10 - The preoccupation of landscape research with land use and land cover



For most people, their initial contact with the landscape is by the observation of landform and land cover. Human-perception analysis evaluates what is observed in a holistic way and interprets simultaneously according to the available knowledge. Landscape can be approached in multiple ways (Muir 1999, Cosgrove 2003, Claval 2005) and similar concepts have subtle differences in meaning. In common language and disciplines related to policy and planning, the concepts of land use and land cover are sometimes erroneously used as synonyms, while scientific communities use clearly distinct definitions (Baulies and Szejwach 1997). An important conceptual difference also exists between landscape and land (Zonneveld 1995, Antrop 2001, 2003, Olwig 2004). Land is more associated with territory, terrain, soil, and land value, which depend on its utility. The landscape is considered as a perceivable expression of the dynamic interaction between natural processes and human activities in an area (Council of Europe 2000).
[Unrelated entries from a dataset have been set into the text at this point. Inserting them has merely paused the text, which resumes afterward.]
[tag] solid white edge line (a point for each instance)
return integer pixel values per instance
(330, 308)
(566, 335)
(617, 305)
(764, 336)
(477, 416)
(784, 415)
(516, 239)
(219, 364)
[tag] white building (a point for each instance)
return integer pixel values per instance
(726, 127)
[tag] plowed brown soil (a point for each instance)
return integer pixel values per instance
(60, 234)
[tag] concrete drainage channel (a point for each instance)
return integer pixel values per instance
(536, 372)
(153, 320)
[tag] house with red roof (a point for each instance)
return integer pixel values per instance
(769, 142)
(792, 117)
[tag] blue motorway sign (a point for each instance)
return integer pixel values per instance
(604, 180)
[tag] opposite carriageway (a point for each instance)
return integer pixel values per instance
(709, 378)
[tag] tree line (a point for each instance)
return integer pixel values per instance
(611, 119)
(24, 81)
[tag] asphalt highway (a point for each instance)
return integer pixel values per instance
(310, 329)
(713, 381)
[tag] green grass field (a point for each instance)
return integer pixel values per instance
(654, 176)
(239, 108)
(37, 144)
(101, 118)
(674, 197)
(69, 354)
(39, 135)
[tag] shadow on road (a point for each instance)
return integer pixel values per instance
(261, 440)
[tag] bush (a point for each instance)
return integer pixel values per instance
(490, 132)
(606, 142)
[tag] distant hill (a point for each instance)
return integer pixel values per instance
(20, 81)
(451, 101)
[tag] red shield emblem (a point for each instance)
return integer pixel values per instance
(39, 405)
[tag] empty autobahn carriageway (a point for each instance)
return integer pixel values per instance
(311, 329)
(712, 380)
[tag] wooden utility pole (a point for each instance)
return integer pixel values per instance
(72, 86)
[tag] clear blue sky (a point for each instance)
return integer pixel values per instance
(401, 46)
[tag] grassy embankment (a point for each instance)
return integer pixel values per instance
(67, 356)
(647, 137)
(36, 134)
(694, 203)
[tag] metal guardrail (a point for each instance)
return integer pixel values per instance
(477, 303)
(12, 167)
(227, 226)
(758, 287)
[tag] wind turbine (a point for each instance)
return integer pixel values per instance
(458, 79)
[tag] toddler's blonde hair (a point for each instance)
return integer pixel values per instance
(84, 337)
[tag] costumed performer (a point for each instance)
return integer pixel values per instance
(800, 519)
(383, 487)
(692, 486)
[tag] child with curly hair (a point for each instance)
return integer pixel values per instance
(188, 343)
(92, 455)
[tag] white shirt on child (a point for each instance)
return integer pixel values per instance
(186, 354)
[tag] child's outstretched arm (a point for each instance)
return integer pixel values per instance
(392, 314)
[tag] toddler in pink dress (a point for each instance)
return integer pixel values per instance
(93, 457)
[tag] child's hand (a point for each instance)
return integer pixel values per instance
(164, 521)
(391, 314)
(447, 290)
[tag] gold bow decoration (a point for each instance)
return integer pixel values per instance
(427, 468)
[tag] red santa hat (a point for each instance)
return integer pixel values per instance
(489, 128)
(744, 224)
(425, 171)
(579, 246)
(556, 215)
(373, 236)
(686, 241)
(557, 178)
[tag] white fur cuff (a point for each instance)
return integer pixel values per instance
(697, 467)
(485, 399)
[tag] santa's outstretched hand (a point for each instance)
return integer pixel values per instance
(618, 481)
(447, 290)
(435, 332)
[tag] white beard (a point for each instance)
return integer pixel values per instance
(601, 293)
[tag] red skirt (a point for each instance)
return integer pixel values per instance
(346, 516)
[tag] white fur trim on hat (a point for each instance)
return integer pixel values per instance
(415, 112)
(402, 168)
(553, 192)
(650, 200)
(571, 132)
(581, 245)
Although land use and land cover are essential components in the characterization of the landscape, the concept of landscape is broader and encompasses social, economic, and symbolic aspects as well. The increasing magnitude and pace of the changes in land use and land cover have become of worldwide concern in policy-making (Fresco et al., 1996), land management (Dale et al. 2000, Pontius et al. 2004), and modeling land-use changes (Veldkamp and Lambin 2001, Agarwal et al. 2002).